Similar to last year’s meeting, the week showcased research on both geostationary and polar products. Tim Schmit, a NOAA Advanced Satellite Products Branch (ASPB) scientist stationed at the Cooperative Institute for Meteorological Satellite Studies (CIMSS), added that the meeting “allowed for a unique gathering between many satellite product producers and consumers.”
The interactions between developers and users can prove critical. Developers receive feedback on their products, which allows them to modify their work or conduct further research to suit the needs of the users, while users learn more about what to expect with future products, which allows them to prepare for their eventual use in forecasting.
Space Science and Engineering Center (SSEC) Executive Director for Science Wayne Feltz noted that nine CIMSS and five ASPB members attended the satellite science meeting. ASPB scientists gave oral presentations on cloud products, probabilistic nearcasting of severe weather, Arctic climate change observations, and possible scan modes for the GOES-R imager (the Advanced Baseline Imager, or ABI). Through poster presentations CIMSS scientists covered a variety of topics including satellite-derived overshooting tops, sea ice thickness, tropical cyclone intensity, and best practices for transitioning research to operations.

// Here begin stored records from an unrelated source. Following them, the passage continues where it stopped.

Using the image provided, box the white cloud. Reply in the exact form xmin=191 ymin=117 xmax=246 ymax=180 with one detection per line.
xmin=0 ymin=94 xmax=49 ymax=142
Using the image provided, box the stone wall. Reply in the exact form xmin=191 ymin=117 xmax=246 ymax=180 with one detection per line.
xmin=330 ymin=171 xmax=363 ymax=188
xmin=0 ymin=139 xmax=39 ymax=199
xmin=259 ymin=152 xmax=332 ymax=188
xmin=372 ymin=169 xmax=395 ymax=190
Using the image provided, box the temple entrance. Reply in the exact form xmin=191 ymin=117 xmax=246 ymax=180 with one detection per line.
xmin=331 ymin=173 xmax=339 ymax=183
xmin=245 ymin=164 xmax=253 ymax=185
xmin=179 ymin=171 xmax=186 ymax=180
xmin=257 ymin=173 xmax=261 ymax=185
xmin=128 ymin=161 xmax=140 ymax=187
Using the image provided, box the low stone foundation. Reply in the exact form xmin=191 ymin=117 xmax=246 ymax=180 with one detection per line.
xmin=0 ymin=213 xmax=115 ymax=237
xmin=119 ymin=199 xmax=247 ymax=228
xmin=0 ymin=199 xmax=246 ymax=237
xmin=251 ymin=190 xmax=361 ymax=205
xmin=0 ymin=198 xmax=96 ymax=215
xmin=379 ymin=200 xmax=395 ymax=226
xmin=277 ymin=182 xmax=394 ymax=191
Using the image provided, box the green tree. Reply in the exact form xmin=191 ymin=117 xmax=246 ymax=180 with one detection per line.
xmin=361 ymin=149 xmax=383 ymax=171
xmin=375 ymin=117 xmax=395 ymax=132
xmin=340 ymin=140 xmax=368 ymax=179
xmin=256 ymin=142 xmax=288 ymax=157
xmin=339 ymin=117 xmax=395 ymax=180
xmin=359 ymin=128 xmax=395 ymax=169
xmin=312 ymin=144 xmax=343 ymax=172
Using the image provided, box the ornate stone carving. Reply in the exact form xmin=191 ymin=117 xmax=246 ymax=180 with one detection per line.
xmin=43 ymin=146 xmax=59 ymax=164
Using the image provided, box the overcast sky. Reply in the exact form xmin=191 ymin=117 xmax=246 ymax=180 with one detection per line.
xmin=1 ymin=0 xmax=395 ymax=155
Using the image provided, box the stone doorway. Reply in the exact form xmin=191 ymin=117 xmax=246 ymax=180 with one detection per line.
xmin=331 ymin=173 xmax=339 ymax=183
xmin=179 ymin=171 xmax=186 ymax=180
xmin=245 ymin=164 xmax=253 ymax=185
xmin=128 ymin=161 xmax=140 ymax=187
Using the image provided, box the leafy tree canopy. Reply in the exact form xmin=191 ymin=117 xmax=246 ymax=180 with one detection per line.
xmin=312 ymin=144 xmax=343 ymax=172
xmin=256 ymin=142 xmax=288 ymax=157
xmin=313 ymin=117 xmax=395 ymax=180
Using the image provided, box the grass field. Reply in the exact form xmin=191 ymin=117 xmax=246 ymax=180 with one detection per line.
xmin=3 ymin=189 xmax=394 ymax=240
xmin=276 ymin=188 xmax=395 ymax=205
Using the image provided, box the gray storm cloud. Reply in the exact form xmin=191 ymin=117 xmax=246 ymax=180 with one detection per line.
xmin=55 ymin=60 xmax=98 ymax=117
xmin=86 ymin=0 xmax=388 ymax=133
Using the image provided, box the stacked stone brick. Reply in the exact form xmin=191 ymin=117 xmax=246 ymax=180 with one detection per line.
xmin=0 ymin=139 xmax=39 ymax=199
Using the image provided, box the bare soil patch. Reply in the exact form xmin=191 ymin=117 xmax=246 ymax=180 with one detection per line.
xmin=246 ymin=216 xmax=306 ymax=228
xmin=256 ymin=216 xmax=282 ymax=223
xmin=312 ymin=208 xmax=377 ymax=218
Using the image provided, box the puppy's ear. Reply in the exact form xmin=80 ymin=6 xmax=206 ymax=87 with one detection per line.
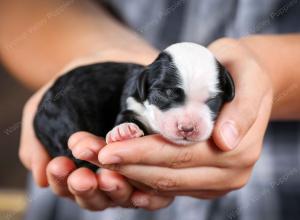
xmin=137 ymin=70 xmax=148 ymax=101
xmin=217 ymin=61 xmax=235 ymax=102
xmin=137 ymin=52 xmax=173 ymax=101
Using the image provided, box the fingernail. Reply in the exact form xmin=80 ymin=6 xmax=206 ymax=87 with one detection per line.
xmin=132 ymin=197 xmax=149 ymax=207
xmin=100 ymin=155 xmax=122 ymax=165
xmin=220 ymin=121 xmax=239 ymax=149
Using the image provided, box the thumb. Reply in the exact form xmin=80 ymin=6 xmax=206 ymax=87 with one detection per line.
xmin=212 ymin=94 xmax=260 ymax=151
xmin=209 ymin=38 xmax=266 ymax=151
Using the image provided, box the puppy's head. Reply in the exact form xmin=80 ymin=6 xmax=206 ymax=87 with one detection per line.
xmin=135 ymin=42 xmax=235 ymax=145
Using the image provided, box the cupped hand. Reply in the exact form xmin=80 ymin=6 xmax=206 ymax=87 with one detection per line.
xmin=73 ymin=38 xmax=274 ymax=199
xmin=68 ymin=131 xmax=174 ymax=210
xmin=18 ymin=52 xmax=173 ymax=211
xmin=19 ymin=75 xmax=135 ymax=211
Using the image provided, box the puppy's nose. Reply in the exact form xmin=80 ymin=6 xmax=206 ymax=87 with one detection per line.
xmin=178 ymin=124 xmax=195 ymax=137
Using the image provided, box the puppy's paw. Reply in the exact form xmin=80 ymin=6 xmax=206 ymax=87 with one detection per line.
xmin=106 ymin=123 xmax=144 ymax=144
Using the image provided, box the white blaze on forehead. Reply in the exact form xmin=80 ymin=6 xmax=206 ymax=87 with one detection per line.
xmin=165 ymin=42 xmax=219 ymax=101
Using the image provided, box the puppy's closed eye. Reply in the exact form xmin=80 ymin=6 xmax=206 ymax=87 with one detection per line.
xmin=159 ymin=88 xmax=183 ymax=99
xmin=205 ymin=96 xmax=223 ymax=117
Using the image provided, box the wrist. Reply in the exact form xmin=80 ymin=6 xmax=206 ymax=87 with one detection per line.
xmin=239 ymin=36 xmax=286 ymax=99
xmin=239 ymin=35 xmax=300 ymax=119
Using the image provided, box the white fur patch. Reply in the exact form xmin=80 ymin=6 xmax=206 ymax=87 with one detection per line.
xmin=126 ymin=43 xmax=220 ymax=144
xmin=126 ymin=97 xmax=154 ymax=132
xmin=165 ymin=42 xmax=219 ymax=102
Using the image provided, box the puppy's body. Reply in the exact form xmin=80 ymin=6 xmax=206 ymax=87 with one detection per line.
xmin=34 ymin=43 xmax=234 ymax=170
xmin=34 ymin=63 xmax=144 ymax=170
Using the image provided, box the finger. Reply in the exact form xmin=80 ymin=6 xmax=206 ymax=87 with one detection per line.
xmin=154 ymin=189 xmax=230 ymax=199
xmin=19 ymin=125 xmax=41 ymax=170
xmin=190 ymin=191 xmax=229 ymax=199
xmin=19 ymin=98 xmax=51 ymax=187
xmin=97 ymin=169 xmax=133 ymax=206
xmin=105 ymin=164 xmax=234 ymax=191
xmin=68 ymin=131 xmax=106 ymax=166
xmin=19 ymin=90 xmax=47 ymax=169
xmin=68 ymin=167 xmax=111 ymax=211
xmin=131 ymin=191 xmax=174 ymax=210
xmin=31 ymin=145 xmax=51 ymax=187
xmin=46 ymin=156 xmax=76 ymax=198
xmin=208 ymin=38 xmax=269 ymax=151
xmin=19 ymin=99 xmax=36 ymax=170
xmin=98 ymin=135 xmax=222 ymax=168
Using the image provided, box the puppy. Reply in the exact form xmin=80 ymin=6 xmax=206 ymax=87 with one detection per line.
xmin=34 ymin=42 xmax=235 ymax=170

In addition to the presentations, Feltz explained that three independent review boards met in closed sessions during the week. Based on the discussions at the meeting, these three boards, the NWS Operational Advisory Team, the Independent Advisory Committee, and the NOAA Science and Demonstration Executive Board, provided recommendations on research directions for the upcoming year.
One major new development concerned GOES-R. Schmit relayed the recent announcement that after a year of post-launch testing GOES-R is now scheduled to go into operations, rather than on-orbit storage. In other words, much of the research and many of the products being discussed could make positive forecast impacts sooner than planned.
As an example, a poster presented by Michael Eckert of the Federal Aviation Administration (FAA) highlighted a satellite product used for decision support. This product was developed through a collaboration of ASPB and CIMSS scientists, led by ASPB’s Mike Pavolonis. According to Schmit, the “poster noted that there was over $800K of aircraft savings in just two cases when the GOES-R fog and low stratus algorithm was applied to current GOES information.” The product successfully helped airlines avoid unnecessary diversions and ground stops. This product will be improved when it can employ the GOES-R ABI data with finer resolutions.
Due to its location in Colorado, this year’s meeting offered a new highlight: the opportunity for attendees to visit Lockheed-Martin to see the GOES-R spacecraft and to Ball Aerospace to see the JPSS-1 spacecraft.
Commenting on the week’s discussions, Schmit noted that “while work remains, much work has been done both with existing satellite resources and in preparation for new ones, such as GOES-R.”